Background: Gelatinase-B named MMP-9 (matrix metalloproteinase-9), is a protease that degrades collagen type ІV and V of extracellular matrix. MMP-9 production is increased in various types of cancers including leukemia and has an essential role in tumor invasion, metastasis and angiogenesis. In this study, patterns of MMP-9 activity in a number of leukemic cells have been evaluated in-vitro.Materials and Methods: Human leukemic T cells (Jurkat and Molt-4) and monocyte (U937) were cultured in complete RPMI-1640 medium. Then the cells were seeded at a density of 10 6 cells/ml and were incubated with different concentrations of PMA (1-25ng/ml) or PHA (1-10 μg/ml) for 24 hours. Afterwards, MMP-9 activity and MMP-9 protein level in cell-conditioned media were evaluated by gelatin zymography and ECL Western blotting, respectively.Results: PHA/ PMA significantly induced MMP-9 activity in Molt-4 and Jurkat cells after 24-hour incubation in a dose-dependent manner compared with untreated control cells.
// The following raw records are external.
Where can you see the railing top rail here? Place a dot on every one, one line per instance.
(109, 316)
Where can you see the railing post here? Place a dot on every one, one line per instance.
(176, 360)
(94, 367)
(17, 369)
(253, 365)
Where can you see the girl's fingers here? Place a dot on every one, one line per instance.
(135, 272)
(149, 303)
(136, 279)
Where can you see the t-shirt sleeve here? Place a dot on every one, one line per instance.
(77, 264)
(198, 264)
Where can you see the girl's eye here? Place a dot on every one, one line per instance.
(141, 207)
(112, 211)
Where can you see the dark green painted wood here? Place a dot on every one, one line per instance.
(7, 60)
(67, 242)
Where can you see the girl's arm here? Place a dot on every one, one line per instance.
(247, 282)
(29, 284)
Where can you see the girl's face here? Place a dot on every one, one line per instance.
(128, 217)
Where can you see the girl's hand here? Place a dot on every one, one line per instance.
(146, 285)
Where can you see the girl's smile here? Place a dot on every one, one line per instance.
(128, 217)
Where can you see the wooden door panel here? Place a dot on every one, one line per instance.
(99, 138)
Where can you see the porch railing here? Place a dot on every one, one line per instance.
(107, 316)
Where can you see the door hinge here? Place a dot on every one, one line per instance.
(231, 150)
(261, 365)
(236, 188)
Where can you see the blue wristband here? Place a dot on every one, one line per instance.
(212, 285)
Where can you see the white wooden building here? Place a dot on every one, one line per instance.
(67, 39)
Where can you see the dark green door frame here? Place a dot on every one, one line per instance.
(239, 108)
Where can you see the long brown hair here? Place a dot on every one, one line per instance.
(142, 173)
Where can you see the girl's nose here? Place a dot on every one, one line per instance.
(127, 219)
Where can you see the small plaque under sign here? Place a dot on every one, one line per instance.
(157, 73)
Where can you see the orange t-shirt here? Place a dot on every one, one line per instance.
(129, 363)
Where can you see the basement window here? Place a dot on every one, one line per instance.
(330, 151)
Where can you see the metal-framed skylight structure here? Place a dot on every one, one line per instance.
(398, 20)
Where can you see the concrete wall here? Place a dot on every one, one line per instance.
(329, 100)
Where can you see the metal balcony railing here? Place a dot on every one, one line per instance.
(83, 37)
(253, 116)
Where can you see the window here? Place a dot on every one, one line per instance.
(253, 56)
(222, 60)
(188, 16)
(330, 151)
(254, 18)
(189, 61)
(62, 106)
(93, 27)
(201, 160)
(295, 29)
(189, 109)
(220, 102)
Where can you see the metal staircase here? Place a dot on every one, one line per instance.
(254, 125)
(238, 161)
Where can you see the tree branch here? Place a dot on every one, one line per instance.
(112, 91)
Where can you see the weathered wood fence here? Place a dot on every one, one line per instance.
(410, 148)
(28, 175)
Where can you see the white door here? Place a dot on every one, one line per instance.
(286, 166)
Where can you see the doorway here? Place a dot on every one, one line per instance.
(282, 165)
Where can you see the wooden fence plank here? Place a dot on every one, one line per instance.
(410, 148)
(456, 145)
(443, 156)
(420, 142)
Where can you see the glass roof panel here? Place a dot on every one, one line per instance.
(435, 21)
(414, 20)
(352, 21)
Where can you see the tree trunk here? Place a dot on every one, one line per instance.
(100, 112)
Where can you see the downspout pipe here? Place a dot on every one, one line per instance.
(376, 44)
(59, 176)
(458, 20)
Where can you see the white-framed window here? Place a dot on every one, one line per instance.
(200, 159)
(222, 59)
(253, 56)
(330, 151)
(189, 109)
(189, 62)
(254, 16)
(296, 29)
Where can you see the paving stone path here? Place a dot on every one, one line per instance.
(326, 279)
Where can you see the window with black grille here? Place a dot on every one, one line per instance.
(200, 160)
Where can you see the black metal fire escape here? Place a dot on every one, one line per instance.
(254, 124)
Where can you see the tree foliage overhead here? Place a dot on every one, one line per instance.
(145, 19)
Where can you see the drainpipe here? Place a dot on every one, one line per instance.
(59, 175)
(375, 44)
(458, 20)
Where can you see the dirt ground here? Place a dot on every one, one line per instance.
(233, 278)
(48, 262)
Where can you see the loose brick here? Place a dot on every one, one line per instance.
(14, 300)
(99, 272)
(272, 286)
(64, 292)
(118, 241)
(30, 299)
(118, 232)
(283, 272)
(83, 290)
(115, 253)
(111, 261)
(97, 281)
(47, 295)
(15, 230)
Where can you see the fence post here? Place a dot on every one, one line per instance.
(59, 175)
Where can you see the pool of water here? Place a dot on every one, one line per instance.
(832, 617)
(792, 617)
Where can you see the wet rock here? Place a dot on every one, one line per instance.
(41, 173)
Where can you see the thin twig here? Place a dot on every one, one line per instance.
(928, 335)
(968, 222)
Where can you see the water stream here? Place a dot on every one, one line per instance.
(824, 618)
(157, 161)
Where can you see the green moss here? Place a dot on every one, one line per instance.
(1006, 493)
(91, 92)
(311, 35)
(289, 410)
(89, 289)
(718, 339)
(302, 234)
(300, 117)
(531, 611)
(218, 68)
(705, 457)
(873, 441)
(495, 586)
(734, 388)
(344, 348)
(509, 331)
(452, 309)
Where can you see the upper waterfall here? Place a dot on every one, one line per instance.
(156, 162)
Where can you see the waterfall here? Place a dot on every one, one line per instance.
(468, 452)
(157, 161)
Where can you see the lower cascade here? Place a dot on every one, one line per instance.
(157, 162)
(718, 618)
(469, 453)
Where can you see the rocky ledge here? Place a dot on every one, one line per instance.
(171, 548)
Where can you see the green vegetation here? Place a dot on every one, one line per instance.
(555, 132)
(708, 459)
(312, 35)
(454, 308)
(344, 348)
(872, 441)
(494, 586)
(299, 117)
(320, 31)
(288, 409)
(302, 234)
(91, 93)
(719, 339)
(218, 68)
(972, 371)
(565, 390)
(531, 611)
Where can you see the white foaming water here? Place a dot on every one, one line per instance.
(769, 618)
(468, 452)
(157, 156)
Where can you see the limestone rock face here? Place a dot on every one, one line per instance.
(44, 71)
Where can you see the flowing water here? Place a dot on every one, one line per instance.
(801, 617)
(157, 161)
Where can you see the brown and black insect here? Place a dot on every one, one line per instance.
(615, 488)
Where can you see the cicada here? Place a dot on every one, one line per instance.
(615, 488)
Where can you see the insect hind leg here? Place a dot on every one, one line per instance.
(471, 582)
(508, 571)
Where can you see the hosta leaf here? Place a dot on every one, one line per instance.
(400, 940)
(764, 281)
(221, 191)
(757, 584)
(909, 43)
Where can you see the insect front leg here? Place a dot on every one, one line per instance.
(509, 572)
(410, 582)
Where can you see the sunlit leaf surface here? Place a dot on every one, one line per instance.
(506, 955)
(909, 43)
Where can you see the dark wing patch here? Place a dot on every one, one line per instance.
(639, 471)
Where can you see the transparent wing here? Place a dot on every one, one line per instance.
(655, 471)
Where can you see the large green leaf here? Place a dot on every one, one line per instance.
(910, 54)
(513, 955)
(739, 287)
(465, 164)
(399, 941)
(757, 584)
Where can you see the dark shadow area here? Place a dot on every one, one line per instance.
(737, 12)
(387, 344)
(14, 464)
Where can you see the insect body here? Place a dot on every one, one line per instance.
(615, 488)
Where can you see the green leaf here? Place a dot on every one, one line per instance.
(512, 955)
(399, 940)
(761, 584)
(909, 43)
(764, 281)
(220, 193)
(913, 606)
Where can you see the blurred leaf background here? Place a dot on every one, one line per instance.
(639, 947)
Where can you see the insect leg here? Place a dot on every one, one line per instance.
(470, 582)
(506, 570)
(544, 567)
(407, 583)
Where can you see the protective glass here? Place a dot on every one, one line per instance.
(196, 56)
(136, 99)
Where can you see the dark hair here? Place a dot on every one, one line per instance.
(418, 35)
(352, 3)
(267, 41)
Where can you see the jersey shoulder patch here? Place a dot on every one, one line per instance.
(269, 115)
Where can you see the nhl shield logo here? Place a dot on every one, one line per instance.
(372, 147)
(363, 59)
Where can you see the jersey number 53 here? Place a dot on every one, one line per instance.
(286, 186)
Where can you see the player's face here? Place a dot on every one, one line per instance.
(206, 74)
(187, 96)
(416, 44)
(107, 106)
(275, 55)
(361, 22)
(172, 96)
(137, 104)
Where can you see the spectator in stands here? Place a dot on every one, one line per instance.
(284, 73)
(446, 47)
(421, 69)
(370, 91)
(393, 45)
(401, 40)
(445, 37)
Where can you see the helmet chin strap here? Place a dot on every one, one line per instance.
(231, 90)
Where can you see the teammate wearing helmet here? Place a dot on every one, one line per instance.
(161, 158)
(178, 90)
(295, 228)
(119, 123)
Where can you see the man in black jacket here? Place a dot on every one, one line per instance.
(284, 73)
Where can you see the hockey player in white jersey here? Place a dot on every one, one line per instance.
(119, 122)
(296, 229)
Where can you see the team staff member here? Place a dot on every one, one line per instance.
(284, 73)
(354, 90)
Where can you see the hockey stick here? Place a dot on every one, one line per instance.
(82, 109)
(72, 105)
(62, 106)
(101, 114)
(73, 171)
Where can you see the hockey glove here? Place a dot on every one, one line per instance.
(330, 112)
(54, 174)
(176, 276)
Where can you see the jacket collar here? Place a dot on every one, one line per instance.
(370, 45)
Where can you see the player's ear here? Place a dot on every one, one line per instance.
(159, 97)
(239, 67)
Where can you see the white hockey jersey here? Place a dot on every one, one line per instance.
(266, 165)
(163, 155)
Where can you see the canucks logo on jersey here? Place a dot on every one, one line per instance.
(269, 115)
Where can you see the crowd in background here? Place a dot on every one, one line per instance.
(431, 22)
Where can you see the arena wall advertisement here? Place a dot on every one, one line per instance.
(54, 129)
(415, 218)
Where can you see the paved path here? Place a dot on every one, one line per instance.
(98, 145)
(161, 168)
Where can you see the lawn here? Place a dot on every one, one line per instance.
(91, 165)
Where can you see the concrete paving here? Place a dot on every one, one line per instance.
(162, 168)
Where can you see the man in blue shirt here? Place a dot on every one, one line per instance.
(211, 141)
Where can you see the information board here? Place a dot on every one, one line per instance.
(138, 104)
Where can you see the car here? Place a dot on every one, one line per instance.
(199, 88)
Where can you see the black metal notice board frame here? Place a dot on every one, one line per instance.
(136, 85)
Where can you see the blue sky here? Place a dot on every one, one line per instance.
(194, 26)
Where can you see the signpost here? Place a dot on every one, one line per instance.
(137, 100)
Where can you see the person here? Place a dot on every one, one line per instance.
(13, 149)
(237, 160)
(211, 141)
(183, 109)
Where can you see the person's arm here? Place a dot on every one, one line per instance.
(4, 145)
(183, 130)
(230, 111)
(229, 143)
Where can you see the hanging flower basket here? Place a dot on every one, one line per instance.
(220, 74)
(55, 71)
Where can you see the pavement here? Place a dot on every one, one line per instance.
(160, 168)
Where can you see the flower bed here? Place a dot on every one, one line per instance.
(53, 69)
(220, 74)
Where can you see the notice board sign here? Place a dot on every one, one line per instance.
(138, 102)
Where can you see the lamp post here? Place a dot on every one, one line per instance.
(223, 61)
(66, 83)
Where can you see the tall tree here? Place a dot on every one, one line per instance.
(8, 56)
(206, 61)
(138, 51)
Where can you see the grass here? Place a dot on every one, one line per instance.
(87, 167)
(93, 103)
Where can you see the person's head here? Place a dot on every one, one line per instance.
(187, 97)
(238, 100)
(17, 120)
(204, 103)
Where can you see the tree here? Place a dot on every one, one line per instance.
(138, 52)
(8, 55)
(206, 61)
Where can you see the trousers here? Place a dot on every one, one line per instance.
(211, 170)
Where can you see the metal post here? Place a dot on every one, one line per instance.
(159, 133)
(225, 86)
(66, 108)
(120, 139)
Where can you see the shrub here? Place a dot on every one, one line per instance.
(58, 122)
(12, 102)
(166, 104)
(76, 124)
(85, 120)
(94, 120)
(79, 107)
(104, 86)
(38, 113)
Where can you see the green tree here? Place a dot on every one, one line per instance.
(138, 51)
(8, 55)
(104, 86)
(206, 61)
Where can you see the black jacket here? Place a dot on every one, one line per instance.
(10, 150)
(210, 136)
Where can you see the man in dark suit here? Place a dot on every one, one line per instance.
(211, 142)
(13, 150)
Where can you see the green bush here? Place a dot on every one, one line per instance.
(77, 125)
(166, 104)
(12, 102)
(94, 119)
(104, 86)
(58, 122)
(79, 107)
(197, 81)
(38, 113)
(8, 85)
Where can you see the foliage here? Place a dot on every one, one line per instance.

Moreover, PHA/ PMA extensively and dose-dependently augmented MMP-9 activity in U937 cells after 24-hour incubation time compared with untreated control cells. Besides, PHA/ PMA increased MMP-9 level in U937 cells after 24-hour incubation time as was detected by western blotting compared with untreated control cells. Conclusion: According to the results of this study, human leukemic Jurkat, Molt-4, and U937 cells could exhibit MMP-9 activity with different extents. Among these cell lines, it seems that Molt-4 and U937 human leukemia cell lines, which greatly show MMP-9 activity after stimulation with PHA or PMA, may provide valuable tools for screening MMP enhancers or inhibitors and for assessment of regulatory echanisms of MMP activity.